Eunice Kennedy Shriver National Institute of Child Health and Human Development

2016 Annual Report of the Division of Intramural Research

The Microscopy and Imaging Core Facility

Vincent Schram
  • Vincent Schram, PhD, Staff Scientist
  • Louis (Chip) Dye, BS, Staff Scientist
  • Lynne A. Holtzclaw, BS, Senior Research Assistant (Biologist)

The mission of the NICHD Microscopy and Imaging Core (MIC) is to provide service in three different areas: 1) wide-field and confocal light microscopy, 2) transmission electron microscopy, and 3) sample preparation for light and electron microscopy. Following the retirement of James Russell in April 2016, Vincent Schram now serves as executive director under the management of Chris McBain. Tamás Balla acts as scientific advisor for the facility.

Located on the ground floor of The Porter Neuroscience Research Center, Building 35A, on the NIH campus, the facility is accessible 24/7, and users can reserve time on each microscope by using an online calendar. Vincent Schram, the point person for light and confocal microscopy, works in close collaboration with his NINDS counterpart, Carolyn Smith, who manages the Light Imaging Facility, also located in the Porter Neuroscience building. This mode of operation is highly beneficial as it provides extended support hours, wider expertise, and access to more equipment than each Institute alone could afford.

Mode of operation

The MIC is available free of charge to all NICHD investigators and, resources permitting, to anyone within the Porter Neuroscience building. For every new project, MIC staff meet with the Principal Investigator and postdoctoral scientists involved in the study to discuss the background and goals of the project and to define its most appropriate techniques and instrumentation.
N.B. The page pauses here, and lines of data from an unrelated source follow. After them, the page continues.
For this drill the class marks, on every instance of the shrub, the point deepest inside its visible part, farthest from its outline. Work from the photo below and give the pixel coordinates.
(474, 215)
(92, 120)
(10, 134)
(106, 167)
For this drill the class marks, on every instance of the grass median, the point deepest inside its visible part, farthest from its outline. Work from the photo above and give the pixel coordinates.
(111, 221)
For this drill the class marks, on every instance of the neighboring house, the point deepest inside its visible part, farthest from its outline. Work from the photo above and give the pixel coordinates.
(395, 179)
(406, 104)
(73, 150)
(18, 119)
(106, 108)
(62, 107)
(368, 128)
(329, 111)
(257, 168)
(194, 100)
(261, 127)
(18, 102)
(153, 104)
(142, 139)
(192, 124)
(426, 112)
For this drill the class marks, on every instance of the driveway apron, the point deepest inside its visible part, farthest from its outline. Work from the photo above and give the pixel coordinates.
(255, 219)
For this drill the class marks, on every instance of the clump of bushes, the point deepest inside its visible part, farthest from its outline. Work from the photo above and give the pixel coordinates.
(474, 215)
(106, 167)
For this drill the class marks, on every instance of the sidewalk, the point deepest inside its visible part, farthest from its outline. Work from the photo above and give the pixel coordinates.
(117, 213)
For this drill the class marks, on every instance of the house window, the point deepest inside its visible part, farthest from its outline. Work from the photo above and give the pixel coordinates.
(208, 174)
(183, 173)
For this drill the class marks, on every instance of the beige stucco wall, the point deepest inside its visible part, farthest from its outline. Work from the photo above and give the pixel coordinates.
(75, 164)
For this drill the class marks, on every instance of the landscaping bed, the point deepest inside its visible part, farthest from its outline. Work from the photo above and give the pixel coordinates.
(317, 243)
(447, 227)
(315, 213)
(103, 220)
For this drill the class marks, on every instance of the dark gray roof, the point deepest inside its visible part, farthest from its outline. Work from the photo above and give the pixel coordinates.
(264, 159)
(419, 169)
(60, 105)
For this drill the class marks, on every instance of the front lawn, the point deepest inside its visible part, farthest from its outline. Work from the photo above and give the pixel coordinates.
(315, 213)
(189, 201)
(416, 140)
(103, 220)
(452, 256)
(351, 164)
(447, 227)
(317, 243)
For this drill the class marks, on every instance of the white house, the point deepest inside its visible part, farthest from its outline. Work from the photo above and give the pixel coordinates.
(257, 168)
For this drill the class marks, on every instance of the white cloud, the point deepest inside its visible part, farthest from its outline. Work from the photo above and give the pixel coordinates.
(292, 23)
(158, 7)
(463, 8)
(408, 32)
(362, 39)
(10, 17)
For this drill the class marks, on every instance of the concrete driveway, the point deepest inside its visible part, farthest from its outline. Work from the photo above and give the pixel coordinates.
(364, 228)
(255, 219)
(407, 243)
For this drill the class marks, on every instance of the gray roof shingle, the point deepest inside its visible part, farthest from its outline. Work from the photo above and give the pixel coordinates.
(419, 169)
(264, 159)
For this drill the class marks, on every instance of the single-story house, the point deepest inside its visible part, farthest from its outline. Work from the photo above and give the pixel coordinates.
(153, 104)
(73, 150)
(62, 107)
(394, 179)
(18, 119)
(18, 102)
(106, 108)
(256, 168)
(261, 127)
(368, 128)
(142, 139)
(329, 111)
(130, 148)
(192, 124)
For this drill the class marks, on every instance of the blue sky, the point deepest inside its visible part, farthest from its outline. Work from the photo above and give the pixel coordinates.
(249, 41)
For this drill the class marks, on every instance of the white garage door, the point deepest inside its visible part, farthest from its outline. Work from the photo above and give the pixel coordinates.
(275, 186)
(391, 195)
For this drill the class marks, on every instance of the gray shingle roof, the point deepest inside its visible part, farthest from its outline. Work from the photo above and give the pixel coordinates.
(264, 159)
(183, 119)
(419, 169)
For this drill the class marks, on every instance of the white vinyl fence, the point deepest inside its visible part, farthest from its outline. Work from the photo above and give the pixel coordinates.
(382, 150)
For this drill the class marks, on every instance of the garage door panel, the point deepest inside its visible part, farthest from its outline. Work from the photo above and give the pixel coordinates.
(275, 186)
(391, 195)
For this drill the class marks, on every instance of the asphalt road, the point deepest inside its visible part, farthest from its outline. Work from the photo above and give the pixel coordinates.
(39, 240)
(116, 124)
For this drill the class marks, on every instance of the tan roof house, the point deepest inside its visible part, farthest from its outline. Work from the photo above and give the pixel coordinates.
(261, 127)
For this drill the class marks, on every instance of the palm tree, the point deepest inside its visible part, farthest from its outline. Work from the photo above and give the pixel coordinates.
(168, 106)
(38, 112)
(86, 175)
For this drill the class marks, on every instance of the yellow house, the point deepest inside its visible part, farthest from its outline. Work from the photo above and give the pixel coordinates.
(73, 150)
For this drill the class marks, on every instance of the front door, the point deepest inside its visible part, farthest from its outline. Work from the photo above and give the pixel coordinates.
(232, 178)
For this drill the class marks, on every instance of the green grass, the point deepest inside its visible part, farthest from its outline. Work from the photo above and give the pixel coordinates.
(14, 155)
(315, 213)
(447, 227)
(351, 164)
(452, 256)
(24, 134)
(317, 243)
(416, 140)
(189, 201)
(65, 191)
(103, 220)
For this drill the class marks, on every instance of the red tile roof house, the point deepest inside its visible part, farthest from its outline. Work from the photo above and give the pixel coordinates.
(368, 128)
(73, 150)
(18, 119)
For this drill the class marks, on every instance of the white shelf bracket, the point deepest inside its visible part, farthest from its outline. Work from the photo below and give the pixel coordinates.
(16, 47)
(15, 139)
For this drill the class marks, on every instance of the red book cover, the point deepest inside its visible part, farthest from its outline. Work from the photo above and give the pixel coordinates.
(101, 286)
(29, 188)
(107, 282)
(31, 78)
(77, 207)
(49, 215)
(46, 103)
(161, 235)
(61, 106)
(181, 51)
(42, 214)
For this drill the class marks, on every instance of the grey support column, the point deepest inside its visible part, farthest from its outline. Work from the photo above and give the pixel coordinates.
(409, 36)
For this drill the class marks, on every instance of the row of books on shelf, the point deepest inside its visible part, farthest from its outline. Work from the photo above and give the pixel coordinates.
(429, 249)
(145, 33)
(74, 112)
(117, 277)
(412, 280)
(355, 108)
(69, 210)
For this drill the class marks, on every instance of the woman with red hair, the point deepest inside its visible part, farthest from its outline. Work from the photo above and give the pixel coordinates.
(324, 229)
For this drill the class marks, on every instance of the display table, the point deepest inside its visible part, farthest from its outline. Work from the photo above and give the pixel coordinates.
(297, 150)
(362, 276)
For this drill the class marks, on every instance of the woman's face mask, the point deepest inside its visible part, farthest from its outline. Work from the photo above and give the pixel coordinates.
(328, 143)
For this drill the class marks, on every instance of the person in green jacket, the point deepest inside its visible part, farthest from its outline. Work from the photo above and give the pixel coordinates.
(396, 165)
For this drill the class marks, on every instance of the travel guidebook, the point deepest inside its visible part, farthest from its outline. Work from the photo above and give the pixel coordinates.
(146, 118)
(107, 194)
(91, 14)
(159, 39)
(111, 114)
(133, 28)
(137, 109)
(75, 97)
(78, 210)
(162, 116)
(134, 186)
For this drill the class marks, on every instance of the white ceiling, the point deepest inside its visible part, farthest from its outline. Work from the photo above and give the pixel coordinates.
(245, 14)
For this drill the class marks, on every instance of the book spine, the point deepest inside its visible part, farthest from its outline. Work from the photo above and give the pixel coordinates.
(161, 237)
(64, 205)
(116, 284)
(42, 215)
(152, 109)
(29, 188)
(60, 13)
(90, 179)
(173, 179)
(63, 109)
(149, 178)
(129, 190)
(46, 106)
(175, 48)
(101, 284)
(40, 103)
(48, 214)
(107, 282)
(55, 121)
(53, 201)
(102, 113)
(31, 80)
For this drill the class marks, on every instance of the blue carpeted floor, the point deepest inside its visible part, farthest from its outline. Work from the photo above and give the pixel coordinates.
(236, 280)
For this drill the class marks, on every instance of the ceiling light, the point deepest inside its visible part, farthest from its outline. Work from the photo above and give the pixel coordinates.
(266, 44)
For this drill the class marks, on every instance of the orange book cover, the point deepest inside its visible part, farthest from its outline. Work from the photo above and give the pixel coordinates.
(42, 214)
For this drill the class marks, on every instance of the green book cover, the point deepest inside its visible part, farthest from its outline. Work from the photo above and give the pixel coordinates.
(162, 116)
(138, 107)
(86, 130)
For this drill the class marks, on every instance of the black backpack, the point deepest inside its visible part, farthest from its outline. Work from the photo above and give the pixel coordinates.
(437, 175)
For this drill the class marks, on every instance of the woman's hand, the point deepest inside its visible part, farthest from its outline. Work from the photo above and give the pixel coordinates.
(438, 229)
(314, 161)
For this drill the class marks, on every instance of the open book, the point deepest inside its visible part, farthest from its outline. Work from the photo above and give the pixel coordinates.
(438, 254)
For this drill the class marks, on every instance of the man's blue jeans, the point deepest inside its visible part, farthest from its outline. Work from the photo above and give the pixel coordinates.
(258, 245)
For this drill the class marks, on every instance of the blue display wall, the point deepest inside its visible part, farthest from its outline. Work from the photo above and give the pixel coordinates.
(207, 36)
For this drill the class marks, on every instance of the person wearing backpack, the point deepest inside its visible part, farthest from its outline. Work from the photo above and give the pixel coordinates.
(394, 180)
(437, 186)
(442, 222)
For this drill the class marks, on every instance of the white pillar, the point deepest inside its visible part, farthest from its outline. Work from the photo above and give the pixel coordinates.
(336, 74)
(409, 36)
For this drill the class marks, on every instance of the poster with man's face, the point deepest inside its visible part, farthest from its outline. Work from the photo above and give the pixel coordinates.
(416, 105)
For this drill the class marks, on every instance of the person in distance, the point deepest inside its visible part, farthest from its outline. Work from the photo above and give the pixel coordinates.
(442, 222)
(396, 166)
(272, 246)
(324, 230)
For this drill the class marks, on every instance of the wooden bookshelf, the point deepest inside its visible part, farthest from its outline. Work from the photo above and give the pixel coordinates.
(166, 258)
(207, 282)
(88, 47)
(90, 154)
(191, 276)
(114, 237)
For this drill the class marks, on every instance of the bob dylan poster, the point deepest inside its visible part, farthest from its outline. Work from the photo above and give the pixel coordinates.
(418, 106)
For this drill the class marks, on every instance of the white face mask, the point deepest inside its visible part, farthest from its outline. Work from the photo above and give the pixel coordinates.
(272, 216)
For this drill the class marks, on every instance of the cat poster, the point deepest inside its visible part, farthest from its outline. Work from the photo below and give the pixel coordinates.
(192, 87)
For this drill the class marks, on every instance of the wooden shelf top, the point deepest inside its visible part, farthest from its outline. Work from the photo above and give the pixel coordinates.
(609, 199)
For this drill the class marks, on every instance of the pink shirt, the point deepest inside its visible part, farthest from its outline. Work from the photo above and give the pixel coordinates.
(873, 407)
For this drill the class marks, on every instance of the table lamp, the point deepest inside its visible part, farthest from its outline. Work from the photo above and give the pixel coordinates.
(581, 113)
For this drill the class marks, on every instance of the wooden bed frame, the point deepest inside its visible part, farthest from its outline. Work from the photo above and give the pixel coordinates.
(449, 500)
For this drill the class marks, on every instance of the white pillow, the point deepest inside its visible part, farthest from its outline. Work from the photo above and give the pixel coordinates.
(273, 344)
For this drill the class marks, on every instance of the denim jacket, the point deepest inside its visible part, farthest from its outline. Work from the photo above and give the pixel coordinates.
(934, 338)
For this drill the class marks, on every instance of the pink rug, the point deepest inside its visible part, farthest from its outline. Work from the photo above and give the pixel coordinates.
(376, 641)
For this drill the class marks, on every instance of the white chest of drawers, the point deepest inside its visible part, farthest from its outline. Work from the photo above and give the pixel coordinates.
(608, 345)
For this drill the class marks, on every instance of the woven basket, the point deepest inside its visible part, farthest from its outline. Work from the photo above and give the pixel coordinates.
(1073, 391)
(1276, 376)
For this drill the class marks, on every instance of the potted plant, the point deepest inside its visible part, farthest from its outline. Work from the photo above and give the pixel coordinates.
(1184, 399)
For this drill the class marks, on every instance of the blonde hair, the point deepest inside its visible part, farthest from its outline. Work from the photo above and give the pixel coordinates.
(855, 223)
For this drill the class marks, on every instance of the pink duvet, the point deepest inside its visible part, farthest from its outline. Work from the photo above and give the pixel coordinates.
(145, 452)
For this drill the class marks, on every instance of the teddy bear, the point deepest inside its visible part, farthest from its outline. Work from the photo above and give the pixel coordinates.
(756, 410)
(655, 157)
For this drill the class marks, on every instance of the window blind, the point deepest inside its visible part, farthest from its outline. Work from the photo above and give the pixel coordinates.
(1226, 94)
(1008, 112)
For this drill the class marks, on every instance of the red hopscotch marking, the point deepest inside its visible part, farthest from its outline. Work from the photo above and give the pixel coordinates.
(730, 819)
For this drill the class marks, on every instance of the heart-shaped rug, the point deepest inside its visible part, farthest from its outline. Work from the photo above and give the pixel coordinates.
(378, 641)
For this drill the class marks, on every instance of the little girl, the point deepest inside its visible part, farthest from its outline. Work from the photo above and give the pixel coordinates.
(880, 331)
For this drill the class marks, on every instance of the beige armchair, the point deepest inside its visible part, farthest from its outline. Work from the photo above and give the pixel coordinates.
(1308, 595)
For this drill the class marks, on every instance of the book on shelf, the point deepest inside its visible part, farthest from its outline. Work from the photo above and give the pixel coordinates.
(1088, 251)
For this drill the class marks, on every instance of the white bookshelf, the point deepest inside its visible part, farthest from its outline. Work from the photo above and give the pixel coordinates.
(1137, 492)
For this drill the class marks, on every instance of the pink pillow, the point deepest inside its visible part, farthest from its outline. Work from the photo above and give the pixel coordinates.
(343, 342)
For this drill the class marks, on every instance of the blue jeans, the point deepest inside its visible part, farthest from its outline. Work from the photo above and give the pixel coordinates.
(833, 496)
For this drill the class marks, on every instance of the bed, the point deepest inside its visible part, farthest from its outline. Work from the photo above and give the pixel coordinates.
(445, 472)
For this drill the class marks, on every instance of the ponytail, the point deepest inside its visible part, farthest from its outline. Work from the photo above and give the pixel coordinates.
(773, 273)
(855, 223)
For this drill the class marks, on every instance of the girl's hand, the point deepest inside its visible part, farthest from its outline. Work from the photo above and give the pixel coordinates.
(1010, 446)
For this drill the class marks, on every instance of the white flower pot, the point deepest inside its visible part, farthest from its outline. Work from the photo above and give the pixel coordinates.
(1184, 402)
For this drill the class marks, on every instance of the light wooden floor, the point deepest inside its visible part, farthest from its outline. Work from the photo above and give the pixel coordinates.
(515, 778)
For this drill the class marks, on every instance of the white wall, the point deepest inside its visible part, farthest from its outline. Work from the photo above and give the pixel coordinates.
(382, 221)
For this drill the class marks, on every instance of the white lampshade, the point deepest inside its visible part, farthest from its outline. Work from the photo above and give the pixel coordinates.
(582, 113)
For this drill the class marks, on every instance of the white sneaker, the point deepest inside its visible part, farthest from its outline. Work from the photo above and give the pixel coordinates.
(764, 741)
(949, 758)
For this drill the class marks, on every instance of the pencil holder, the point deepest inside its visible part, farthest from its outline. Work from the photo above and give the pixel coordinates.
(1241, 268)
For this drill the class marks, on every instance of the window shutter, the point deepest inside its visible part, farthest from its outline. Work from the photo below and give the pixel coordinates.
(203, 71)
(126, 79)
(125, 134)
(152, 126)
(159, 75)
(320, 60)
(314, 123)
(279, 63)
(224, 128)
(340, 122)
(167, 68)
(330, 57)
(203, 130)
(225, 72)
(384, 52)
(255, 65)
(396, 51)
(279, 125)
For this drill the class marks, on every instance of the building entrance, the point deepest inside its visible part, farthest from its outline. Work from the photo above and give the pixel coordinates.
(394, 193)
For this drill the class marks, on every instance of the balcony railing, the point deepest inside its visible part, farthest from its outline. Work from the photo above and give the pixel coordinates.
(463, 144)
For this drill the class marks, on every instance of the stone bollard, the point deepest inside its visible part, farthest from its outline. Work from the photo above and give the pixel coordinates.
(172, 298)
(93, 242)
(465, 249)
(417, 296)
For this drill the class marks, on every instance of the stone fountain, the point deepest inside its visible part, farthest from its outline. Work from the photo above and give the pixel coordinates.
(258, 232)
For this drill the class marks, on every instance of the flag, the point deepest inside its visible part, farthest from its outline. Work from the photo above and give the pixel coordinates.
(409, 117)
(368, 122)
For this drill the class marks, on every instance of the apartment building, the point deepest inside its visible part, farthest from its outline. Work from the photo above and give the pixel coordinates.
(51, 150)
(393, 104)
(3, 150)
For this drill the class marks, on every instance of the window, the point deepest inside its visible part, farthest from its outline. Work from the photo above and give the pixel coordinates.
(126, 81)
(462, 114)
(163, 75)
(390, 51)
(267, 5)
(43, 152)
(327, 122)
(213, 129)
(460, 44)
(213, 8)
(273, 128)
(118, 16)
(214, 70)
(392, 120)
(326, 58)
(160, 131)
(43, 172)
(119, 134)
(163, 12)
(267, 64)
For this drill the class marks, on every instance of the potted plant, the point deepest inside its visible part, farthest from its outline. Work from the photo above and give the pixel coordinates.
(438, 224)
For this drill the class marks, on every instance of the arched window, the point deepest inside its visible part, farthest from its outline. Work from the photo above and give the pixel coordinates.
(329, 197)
For light microscopy, sample preparation and image acquisition are typically handled by users, with support and training provided by Lynne Holtzclaw (specimen preparation) and Dr. Schram (imaging and data analysis). For electron microscopy (EM), most of the sample processing and imaging is done in-house by Chip Dye and Ms. Holtzclaw to ensure consistent and reproducible conditions.

Light microscopy

Three modern laser confocal microscopes are available in the facility: a Zeiss LSM 780 equipped for spectral imaging of live and fixed specimens that require high sensitivity and resolution; a Zeiss 710 inverted for high-resolution confocal imaging; and a hybrid Nikon spinning disk/TIRF (total internal reflection fluorescence) microscope with super-resolution capabilities. A modern two-photon platform, slated for delivery in January 2017, will permit imaging of thick tissue sections, live animals, and large cleared specimens. We also have access to the NINDS Zeiss 880, a unique instrument equipped with a super-resolution (“Airy”) detector, which has been used with great success for studies of neuronal spines, neuro-muscular junctions, and other sub-cellular organelles. In addition to these high-end instruments, three wide-field fluorescence microscopes and a stereo microscope are available. Incubation is fully supported on all confocals with temperature, CO2, and humidity control.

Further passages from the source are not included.